Every organization has ongoing costs associated with risk. These risks must be funded through reserves – otherwise they will result in unfunded liabilities. The cost of these reserves, driven by remaining unmitigated risks, are identified and exposed in the Risk Profile.
After accounting for mitigated risk and transference to commercial insurance, the Thrivaca Risk Profile identifies the ongoing cost of digital risk – the remaining risk after all current risk reduction efforts. As more risk mitigation efforts are applied, the costs of self-insurance (“Self-Insurance Cost” or SIC) are reduced, producing cost recovery as each increment is attained. While no organization can mitigate or remove 100% of risk, every incremental percentage point of risk reduction results in recovery of the carry cost (i.e. SIC) produced by these risks.

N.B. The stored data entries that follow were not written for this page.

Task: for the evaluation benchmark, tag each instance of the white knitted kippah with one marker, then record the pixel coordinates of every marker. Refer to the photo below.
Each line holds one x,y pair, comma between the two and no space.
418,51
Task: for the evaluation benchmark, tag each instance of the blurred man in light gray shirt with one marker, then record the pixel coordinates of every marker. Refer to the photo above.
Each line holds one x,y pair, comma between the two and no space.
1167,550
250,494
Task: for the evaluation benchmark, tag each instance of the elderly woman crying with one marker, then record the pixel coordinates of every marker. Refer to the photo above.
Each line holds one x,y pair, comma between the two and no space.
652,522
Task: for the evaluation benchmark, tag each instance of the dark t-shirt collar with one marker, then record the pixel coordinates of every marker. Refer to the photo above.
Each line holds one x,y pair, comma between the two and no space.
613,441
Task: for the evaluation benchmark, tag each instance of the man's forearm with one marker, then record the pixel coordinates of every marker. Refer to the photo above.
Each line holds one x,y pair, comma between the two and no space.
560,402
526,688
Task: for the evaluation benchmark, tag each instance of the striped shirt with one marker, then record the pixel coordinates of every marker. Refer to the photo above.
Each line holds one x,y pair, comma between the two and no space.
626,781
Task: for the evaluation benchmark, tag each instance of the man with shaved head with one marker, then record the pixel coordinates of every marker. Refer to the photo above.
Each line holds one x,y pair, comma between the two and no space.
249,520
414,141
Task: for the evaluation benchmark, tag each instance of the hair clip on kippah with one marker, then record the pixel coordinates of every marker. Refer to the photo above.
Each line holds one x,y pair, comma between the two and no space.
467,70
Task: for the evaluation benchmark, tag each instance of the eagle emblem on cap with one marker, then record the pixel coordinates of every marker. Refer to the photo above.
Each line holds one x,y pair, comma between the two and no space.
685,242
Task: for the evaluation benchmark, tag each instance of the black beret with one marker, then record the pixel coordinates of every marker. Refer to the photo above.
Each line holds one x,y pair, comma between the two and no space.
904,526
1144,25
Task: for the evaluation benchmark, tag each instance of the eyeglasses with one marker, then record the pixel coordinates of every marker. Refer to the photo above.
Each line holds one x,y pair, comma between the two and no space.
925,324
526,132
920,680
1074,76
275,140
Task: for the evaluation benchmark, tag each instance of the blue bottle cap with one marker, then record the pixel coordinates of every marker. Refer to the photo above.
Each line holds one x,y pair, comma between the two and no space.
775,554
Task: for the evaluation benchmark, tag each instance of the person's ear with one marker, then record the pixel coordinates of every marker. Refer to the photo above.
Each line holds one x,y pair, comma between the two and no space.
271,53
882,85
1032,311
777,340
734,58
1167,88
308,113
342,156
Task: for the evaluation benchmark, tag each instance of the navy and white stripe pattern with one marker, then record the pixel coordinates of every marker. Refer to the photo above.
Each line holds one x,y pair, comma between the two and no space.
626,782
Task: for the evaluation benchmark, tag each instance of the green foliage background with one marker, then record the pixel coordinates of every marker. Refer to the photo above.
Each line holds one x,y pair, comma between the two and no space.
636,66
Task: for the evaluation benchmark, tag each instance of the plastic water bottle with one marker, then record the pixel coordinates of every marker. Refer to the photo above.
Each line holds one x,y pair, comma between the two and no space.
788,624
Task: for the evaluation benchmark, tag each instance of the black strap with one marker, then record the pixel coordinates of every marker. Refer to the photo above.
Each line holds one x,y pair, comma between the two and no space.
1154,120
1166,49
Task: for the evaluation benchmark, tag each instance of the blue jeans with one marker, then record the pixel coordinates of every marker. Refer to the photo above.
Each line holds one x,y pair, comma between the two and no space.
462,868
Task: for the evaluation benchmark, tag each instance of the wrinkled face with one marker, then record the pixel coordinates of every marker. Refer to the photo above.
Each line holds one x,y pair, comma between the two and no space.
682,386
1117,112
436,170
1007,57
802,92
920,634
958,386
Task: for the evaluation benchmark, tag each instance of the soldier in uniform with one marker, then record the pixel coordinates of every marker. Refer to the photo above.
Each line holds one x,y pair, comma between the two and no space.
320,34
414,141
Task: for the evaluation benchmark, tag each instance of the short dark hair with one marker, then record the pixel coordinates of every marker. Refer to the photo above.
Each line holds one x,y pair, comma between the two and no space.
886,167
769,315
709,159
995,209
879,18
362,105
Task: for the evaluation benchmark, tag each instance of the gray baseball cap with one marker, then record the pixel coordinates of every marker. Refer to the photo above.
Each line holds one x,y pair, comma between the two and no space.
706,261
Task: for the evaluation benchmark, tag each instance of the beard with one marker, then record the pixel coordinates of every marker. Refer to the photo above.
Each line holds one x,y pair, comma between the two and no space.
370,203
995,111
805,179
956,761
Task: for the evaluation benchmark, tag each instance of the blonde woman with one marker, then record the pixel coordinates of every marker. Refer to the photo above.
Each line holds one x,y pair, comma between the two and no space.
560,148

The detailed relationships and identification of risk origins provided by Thrivaca allow re-prioritization of cybersecurity initiatives, re-direction of resources, and expansion of higher-effectiveness efforts, resulting in progressive increases in measurable risk reduction. Commonly, an 8-10% increase in risk remediation results are attainable, resulting in a corresponding reduction in unmitigated risk and its cost. Since most organizations have already mitigated the majority of the potential risks, an increase in risk mitigation of 8-10%, even within current cybersecurity budget funding, can produce millions of dollars in cost recovery.